Deus in adiutorium meum intende; Domine ad adiuvandum me festina. Gloria Patri, et Filio, et Spiritui Sancto; sicut erat in principio et in secula seculorum. Alleluia.

O God, make speed to save us. O Lord, make haste to help us. Glory be to the Father and to the Son and to the Holy Spirit, as it was in the beginning, is now, and ever shall be, world without end.

The Presentation in the Temple

Chetham's Library MS Mun.A.2.161 fol. 44r

Detail from Chetham’s Library MS Mun.A.2.161 fol. 44r

According to the laws of Moses, the Mosaic Law, every firstborn male was to be considered to belong particularly to God, in thanks for the first passover in Egypt, when the destroying angel spared the Israelites’ sons.

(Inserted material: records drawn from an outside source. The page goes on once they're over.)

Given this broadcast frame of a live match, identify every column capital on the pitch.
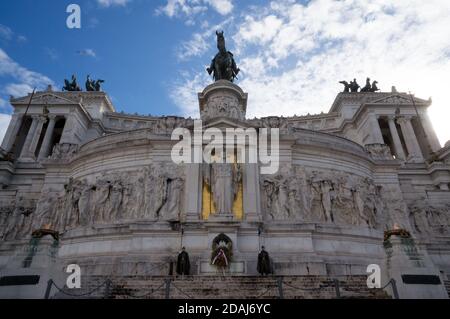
[397,115,413,123]
[386,114,397,121]
[31,114,47,123]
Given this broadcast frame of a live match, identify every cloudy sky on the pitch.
[0,0,450,144]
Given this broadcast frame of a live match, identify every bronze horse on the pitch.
[206,31,240,82]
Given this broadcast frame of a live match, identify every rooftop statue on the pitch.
[370,81,380,92]
[361,78,372,92]
[86,75,105,92]
[339,78,380,93]
[339,81,350,93]
[63,74,81,91]
[350,79,360,93]
[206,31,240,82]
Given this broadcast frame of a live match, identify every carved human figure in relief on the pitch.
[203,159,242,214]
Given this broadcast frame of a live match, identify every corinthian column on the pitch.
[2,113,23,152]
[397,116,423,160]
[39,114,56,159]
[20,115,38,157]
[369,113,384,144]
[420,112,441,152]
[388,116,406,160]
[30,116,47,158]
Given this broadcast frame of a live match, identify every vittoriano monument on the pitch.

It was also the case that a woman who had given birth was to go to the temple for the first time forty days after her delivery and offer sacrifice. Luke’s Gospel (2, xxii-xl) tells the story of the journey of Jesus, Mary and Joseph to Jerusalem to satisfy these provisions, and of the reception of Jesus by the Prophets Simeon and Anna. Simeon’s declaration, as translated in the 1662 Book of Common Prayer is:

Lord, now lettest thou thy servant depart in peace according to thy word.
For mine eyes have seen thy salvation,
Which thou hast prepared before the face of all people;
To be a light to lighten the Gentiles and to be the glory of thy people Israel.

This prophecy, vitally important for Christian theology as it extends Jesus’ status as Saviour to all the peoples of the world, the ‘Gentiles’, has been translated, paraphrased and set to music countless times. It is often known as ‘Nunc Dimittis’ (Now you dismiss) from the first two words of the passage as they appear in the traditional Latin text of the Bible, the Vulgate:

Nunc dimittis servum tuum, Domine, secundum verbum tuum in pace:
Quia viderunt oculi mei salutare tuum
Quod parasti ante faciem omnium populorum:
Lumen ad revelationem gentium, et gloriam plebis tuae Israel
.

The tiny image here (much smaller even than the nativity above) is no more than the size of a large postage stamp, but is full of detail and solemnity, though the figure of Simeon, his face appearing between Mary and Joseph, has a beatific smile.

The feast of Candlemas is still celebrated on 2 February by many Christian denominations, and is attested as early as the fourth century AD in Jerusalem. The feast is seen by many as the final day of the Christmas season.